It stands to reason that people who have watched Hostel, a 2005 horror film that depicts a young man inhumanly tortured in a dark basement, are more likely to avoid budget lodgings. In a similar vein, research has found that those who have lived through the global financial crisis are more likely to shy away from taking on too much risk. Which is why banks, and their shareholders, should be worried as many of the more experienced traders quit the market.
Over the past eight years, financial institutions have reduced their personnel ranks often by cutting the oldest, and better paid, traders first. Bloomberg News's Alastair Marsh reported on Monday that about 70 percent of credit traders who lost their jobs at the biggest investment banks in London last year had worked in the financial industry for more than a decade. According to a recent survey by salary-tracking website Emolument.com, 63 percent of some 2,223 respondents had less than nine years' experience under their belt. That means most of them weren't managing any risk whatsoever when the credit crisis was wiping billions from bourses.
Unlike wet-behind-the-ears Wall St. wannabes, experienced traders know how to mitigate losses. They know how to protect, or even add to, gains in volatile times, and they have Rolodexes that allow them to find buyers when there are none.
There is another issue, though.
Plenty of studies, especially in the medical field, relate risk perception and risk taking. In 2004, for instance, psychology researchers at Rutgers University in New Jersey found that people with higher initial risk perceptions were much more likely to get vaccinated against Lyme disease. That can be seen in markets as fearful bond traders buy credit-default swaps or hedge their positions.
Add to that the higher-than-usual predisposition of young people to take risk -- there's a reason why drivers over 30 pay lower car-insurance premiums -- and the problem comes into sharper focus.
Living through a crisis teaches people fear, and that may be the difference between doubling down or taking your cards off the table when markets turn bearish. Traders with little or no fear may be compelled to wade in deeper, leading to further pain. That's precisely what Jerome Kerviel, the Societe Generale trader who in 2008 caused the bank to lose 4.9 billion euros ($5.5 billion), did.

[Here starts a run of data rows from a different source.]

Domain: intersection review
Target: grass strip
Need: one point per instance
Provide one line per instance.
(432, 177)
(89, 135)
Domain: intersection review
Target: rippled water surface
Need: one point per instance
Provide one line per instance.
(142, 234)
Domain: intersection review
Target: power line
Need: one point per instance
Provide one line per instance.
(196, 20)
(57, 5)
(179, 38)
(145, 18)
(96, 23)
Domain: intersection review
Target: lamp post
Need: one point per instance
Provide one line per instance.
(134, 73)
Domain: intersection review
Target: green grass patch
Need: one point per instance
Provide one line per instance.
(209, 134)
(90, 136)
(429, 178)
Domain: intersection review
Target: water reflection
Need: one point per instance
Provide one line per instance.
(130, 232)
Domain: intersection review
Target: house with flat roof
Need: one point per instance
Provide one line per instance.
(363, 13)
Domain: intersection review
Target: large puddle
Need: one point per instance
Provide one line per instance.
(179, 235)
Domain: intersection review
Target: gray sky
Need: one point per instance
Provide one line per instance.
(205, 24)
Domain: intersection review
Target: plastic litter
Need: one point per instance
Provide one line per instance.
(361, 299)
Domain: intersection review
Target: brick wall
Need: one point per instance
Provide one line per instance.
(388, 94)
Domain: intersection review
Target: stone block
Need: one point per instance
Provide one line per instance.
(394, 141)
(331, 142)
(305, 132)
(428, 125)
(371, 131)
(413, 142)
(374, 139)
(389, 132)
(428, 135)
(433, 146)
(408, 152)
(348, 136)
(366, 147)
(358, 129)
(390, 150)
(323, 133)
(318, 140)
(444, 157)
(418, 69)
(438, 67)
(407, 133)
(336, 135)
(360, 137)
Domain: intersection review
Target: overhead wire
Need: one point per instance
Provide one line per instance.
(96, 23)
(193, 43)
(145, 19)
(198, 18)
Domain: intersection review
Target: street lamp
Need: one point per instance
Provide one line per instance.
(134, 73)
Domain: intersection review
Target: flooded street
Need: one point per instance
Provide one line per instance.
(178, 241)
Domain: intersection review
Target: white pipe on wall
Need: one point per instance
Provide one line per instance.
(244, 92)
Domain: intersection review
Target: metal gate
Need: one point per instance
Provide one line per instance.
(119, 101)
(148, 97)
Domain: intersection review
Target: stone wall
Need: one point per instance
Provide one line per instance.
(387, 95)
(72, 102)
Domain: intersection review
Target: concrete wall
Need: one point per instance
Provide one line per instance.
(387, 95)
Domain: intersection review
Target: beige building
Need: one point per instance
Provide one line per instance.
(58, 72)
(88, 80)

Kerviel was exploiting a gap in oversight that allowed him to make directional bets, in a similar way Barings' Nick Leeson caused the lender to be declared insolvent in 1995. Hopefully, such loopholes have been closed. Yet even if a trader can't bet the bank on the direction of a market, the sort of behavior that Kerviel and Leeson, both of whom had less than five years' trading experience, exhibited when facing losses could easily happen again.
That's not to say older heads wouldn't have made the same mistakes in their time. But if they had, it's unlikely they'd do it again. As actor Will Rogers once said, good judgment comes comes from experience, and a lot of that comes from bad judgment.
This column does not necessarily reflect the opinion of Bloomberg LP and its owners.